Tak, jeśli ktoś ucieka z kraju w czasie wojny pomimo tego, że mógłby się przysłużyć w jego obronie jest obywatelem gorszej kategorii.
Jeśli tak to odbierasz to znaczy, że właśnie do tej kategorii się łapiesz :)
Ladnie sie tutaj bawisz w metkowanie i kategoryzowanie ludzi, juz kilku takich w historii bylo ;)
Co pozniej ? osobne autobusy dla obywateli 2 kategorii a moze pociagi z wycieczka do sanatorium :) ?
Nope niestety nie zwyklem labelkowac ludzi na lepszych i gorszych, zycze rowniez i tobie takiego podejscia.
Tak, jeśli ktoś ucieka z kraju w czasie wojny pomimo tego, że mógłby się przysłużyć w jego obronie jest obywatelem gorszej kategorii.

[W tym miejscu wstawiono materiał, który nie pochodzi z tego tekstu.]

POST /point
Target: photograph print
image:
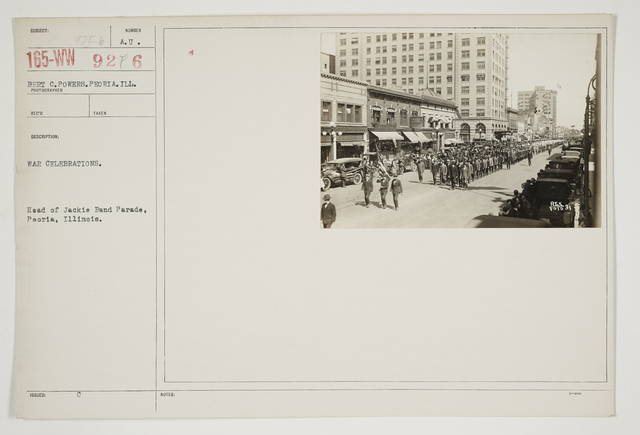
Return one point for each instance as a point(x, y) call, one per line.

Ale wiesz, że można pomagać na tysiące różnych sposobów będąc nawet za granicą?
o kurde, aż dwóch trolli się tu złapało, no ale ja pytanie kierowałem do bardziej ogarniętych ludzi
tak więc sorry dziewuszki, zmykajcie do innej piaskownicy :)
Bardzo merytorycznie. No ale czego się spodziewać po kimś, kto nawet jednego zdania nie umie poprawnie napisać po polsku.
Nie mierz innych swoją miarą.
Mam na myśli to, że już od bardzo dawna nie mieszkam z mamą. Za to ty cały czas żyjesz na jej garnuszku.
Nie jestem obywatelem gorszej kategorii, więc mam prawo wracać i mieszkać w tym kraju jak wszyscy. Fakt, że nie chcę tego robić, bo nawet w czasach pokoju mam lepsze perspektywy zagranicą, nic tu nie zmienia.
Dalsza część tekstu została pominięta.